Hydrodynamic Supercontinuum

TL;DR

This paper experimentally investigates multi-soliton solutions of the nonlinear Schrödinger equation in water waves, demonstrating phenomena like breather formation, wave focusing, and spectral broadening, with implications for understanding hydrodynamic supercontinuum generation.

Contribution

It provides the first detailed experimental observation of hydrodynamic supercontinuum and soliton fission in water waves, paralleling optical supercontinuum processes.

Findings

Good agreement between experiments and NLS predictions for low steepness waves

First controlled observation of hydrodynamic supercontinuum in water

Identification of soliton fission as a mechanism for spectral broadening

Abstract

We demonstrate experimentally multi-bound-soliton solutions of the Nonlinear Schr\"odinger equation (NLS) in the context of surface gravity waves. In particular, the Satsuma-Yajima N-soliton solution with N=2,3,4 is investigated in detail. Such solutions, also known as breathers on zero background, lead to periodic self-focussing in the wave group dynamics, and the consequent generation of a steep localized carrier wave underneath the group envelope. Our experimental results are compared with predictions from the NLS for low steepness initial conditions where wave-breaking does not occur, with very good agreement.

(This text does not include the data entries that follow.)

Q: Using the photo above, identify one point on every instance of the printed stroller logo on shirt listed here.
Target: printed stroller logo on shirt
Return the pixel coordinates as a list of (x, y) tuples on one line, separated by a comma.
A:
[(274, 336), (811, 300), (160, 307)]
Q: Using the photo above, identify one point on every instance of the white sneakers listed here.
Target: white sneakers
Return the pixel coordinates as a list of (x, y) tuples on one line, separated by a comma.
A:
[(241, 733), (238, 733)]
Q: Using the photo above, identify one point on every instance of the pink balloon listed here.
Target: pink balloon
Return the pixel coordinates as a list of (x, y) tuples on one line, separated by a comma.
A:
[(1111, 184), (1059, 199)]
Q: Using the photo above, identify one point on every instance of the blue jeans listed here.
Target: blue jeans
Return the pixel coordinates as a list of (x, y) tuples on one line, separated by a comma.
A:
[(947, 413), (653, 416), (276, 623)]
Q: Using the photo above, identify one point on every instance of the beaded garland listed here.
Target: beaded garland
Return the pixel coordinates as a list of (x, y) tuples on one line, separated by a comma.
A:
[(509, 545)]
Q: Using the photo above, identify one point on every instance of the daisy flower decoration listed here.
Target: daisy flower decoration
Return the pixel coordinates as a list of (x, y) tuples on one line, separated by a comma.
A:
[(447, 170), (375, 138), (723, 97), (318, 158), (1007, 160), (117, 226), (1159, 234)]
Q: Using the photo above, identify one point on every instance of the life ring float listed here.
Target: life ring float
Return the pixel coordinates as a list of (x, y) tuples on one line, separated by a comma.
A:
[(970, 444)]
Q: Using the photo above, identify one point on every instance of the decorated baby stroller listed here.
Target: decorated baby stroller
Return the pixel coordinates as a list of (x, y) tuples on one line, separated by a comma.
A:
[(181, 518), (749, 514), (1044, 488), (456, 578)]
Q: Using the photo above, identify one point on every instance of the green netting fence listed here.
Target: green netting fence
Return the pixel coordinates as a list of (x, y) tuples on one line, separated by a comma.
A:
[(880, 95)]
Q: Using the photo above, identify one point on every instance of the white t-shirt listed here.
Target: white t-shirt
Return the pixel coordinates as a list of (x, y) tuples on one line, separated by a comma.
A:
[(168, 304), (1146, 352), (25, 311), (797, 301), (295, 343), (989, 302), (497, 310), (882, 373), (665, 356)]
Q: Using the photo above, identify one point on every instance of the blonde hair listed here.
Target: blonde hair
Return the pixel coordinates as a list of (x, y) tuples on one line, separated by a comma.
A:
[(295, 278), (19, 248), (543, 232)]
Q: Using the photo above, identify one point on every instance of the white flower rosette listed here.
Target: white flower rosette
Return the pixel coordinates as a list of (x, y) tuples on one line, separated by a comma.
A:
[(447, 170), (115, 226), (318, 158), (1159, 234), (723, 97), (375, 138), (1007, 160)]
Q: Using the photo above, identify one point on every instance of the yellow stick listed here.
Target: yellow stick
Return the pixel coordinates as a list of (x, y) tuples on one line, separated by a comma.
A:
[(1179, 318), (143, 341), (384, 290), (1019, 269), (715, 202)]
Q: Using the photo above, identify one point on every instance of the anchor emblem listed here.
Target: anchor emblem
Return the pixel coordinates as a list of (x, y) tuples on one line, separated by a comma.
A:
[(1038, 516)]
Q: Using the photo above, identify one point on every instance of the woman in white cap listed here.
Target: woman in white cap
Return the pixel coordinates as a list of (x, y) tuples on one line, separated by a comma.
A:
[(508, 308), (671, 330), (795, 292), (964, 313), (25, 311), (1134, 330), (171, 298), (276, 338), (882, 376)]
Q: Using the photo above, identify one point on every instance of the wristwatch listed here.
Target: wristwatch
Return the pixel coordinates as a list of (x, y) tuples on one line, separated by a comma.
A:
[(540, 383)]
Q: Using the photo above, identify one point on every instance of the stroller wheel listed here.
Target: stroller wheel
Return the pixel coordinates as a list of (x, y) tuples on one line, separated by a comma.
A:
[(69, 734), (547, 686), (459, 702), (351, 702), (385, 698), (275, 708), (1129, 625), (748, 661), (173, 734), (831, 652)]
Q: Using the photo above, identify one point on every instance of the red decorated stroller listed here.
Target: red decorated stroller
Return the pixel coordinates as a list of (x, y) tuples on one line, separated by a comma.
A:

We also show the first detailed experimental study of irreversible massive spectral broadening of the water wave spectrum, which we refer to by analogy with optics as the first controlled observation of hydrodynamic supercontinuum a process which is shown to be associated with the fission of the initial multi-soliton bound state into individual fundamental solitons similar to what has been observe in optics.